Minimally Invasive Maze Procedure
During the MAZE procedure, a number of incisions are made on the left and right atrium of the heart to form scar tissue. The scar tissue does not conduct electricity and this disrupts the path of the abnormal electrical impulses that cause the arrythmia. The scar tissue also prevents erratic electrical signals from recurring. After the incisions are made, the atrium is sewn together to allow it to hold blood and contract to push blood into the ventricle.
Traditional MAZE surgery is an open chest procedure. The surgeons at PHCVI specialize in a minimally invasive approach, performed through small keyhole incisions made between the ribs, and using a tiny camera and video guided instruments. When appropriate, robots are used to assist the surgeon during the procedure.

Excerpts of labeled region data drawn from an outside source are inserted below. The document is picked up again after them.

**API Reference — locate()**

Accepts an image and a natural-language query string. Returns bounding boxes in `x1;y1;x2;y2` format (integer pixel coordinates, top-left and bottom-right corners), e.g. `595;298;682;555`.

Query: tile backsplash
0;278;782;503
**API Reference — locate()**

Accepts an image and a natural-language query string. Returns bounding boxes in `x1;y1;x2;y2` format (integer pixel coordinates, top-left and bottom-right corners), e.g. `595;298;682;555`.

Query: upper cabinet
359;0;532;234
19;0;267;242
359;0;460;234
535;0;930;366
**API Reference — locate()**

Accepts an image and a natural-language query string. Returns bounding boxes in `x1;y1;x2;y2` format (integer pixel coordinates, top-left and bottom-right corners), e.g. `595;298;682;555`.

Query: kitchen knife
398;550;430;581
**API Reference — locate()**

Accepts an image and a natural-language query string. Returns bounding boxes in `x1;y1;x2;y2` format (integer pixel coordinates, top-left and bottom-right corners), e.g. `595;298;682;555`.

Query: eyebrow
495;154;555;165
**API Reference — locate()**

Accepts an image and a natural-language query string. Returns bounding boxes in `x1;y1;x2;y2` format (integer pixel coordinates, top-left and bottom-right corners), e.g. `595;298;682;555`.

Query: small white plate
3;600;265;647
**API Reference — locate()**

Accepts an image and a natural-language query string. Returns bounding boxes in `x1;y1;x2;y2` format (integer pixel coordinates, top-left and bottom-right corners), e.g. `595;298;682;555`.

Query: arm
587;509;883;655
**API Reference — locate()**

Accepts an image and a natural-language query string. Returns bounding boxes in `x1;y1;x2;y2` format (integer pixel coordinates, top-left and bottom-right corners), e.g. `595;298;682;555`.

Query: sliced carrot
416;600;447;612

This approach does not require the heart to be stopped and avoids breaking and separating the sternum. The result is often a shorter recovery time and a lower risk of infection associated with open-heart surgery.
PinnacleHealth is one of just a few medical centers nationally offering Total Thoracoscopic Maze. During the surgery, real-time mapping techniques are used to locate the sources of A-fib, so the surgeon can perform an immediate repair at the origin of the abnormal electrical signals. This procedure is what’s known as a “closed-chest, beating-heart procedure,” meaning that use of the heart-lung bypass machine is not required.
Thoracoscopic Maze has been shown to be 90 percent effective at maintaining a normal heartbeat without the use of any anti-arrhythmic medications a full year after the surgery, for all types of A-fib.
When the Maze procedure is performed during open-heart bypass surgery or valve surgery, it is called a “concomitant Maze.” The surgeons at PHCVI are expert at performing complex surgical procedures concurrently.